Geodetic monitoring of surface deformation for mitigating induced seismicity in Bavarian geothermal operations

Geothermal energy is a significant source of clean, renewable energy, and the Bavarian Molasse Basin demonstrates exceptional potential for its development. Over the past two decades, the region has made remarkable progress in harnessing geothermal energy. Between 1998 and 2021, a total of 30 deep geothermal energy projects were implemented in Bavaria, with 24 systems currently in operation.  Munich is a leader among European cities in utilizing centralized geothermal systems, with plans to fully cover the city’s energy needs through geothermal resources by 2040.

However, the operation of geothermal power plants can induce seismic activity and alter the stress-strain state of the subsurface, posing potential threats to the environment and population. Induced seismicity is a key issue for geothermal projects worldwide, where its occurrence has caused significant delays in development and, in some cases, damage to buildings and infrastructure.
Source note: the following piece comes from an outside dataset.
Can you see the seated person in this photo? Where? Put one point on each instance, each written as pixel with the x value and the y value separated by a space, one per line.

To evaluate the impact of geothermal activity on surface deformation, we processed a dense network of Sentinel-1 interferograms (2018-2021) using Small Baseline Subset (SBAS) InSAR time-series analysis through NASA's Alaska Satellite Facility (ASF) OpenSARLab. This approach enabled us to generate high-precision cumulative displacement and velocity maps across Munich and its surrounding areas over the three-year period.

Our analysis revealed localized ground uplift throughout the region, with pronounced deformation rates near certain geothermal plants, in some cases reaching a few cm/year. These uplift patterns appear to correlate with geothermal operations, particularly reservoir pressure changes and fluid reinjection.  In contrast, areas of subsidence, observed away from geothermal sites, appear to result from natural geological processes such as sediment compaction, groundwater extraction, and karstification.

These findings are vital for seismic hazard assessments, as surface deformation is closely tied to induced seismicity in geothermal environments. The study underscores the importance of advanced geodetic monitoring techniques, such as InSAR, for evaluating seismic risks and ensuring the sustainable development of geothermal energy resources.